ハブ&スポークシステムで強化される米国物流 その発明がもたらしたものとは
悔しさが生んだFedEx
自信満々の論文だったが、担当教授の評価は「C」と低いものだった。「何くそ」と奮起したスミスは、71年にウォルマートの本部があるアーカンソー州のリトルロックで運送業を起こす。ハブ&スポークシステムを駆使することで、荷物の翌朝配達を実現した。
故小倉昌男さんの著書『経営学』(日経BP社)では、ヤマト運輸の宅急便サービスもハブ&スポークシステムが土台になっていることが明かされている。
スミスの発明はノーベル賞ものの価値があった。けれども、本人以外は理解できなかったのである。
さて、スミスが起こした企業はその後どうなったのだろうか?運送会社の名前は、フェデラル・エクスプレス社(フェデックス/FedEx)。
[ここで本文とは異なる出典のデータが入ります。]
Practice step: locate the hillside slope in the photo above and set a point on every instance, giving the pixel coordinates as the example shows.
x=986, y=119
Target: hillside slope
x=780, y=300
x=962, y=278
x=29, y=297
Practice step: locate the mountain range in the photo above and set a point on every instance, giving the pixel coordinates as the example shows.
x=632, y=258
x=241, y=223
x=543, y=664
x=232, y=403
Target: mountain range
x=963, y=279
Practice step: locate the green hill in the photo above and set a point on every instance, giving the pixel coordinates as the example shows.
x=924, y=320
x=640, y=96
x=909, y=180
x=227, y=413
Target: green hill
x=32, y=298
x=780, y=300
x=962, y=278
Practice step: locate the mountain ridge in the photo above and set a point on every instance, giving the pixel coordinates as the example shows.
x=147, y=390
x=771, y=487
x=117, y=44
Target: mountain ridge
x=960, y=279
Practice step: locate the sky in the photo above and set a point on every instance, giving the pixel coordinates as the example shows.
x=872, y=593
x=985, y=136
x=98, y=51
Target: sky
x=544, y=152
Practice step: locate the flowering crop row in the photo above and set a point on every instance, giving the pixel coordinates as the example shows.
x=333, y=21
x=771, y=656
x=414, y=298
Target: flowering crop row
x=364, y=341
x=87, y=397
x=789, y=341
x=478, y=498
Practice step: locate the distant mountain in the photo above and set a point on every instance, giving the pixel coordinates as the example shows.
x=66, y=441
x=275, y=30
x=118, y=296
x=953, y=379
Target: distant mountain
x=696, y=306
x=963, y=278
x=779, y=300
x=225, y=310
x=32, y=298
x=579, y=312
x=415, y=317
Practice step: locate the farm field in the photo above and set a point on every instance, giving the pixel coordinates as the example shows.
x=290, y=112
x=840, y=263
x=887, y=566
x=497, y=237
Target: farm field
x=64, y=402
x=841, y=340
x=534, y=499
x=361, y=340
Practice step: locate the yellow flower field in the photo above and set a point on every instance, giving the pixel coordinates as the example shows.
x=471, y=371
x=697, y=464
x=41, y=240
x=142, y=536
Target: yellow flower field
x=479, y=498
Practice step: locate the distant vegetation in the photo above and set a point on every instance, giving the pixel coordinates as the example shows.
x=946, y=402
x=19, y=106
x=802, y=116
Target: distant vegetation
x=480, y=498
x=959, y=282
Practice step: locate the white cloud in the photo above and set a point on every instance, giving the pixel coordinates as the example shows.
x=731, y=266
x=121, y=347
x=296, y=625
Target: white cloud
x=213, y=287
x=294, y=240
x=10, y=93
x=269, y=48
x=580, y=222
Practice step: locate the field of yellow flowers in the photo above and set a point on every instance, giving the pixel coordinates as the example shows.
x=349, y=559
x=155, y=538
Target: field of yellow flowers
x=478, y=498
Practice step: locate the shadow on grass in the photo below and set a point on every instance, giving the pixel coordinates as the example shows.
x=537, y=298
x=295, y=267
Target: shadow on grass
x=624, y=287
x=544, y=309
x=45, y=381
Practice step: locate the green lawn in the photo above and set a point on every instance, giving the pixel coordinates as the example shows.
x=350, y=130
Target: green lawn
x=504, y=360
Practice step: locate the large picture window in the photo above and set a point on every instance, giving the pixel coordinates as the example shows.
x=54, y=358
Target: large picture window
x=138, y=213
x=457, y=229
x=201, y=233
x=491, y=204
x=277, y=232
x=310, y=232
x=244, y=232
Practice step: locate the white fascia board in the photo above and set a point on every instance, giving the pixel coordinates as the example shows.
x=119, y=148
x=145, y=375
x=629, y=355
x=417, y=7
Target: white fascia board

世界最大の航空貨物郵送企業であり、220の国と地域を結び、航空機679機と18万台の貨物車を所有、チームメンバー数50万人超、1営業日当たり1700万個以上の貨物を扱うまでに成長を遂げた。
そして、起業意欲の火付け役となったスミスの論文は、テネシー州メンフィスに移った本社に「悔しさのバネ」の象徴として飾られている。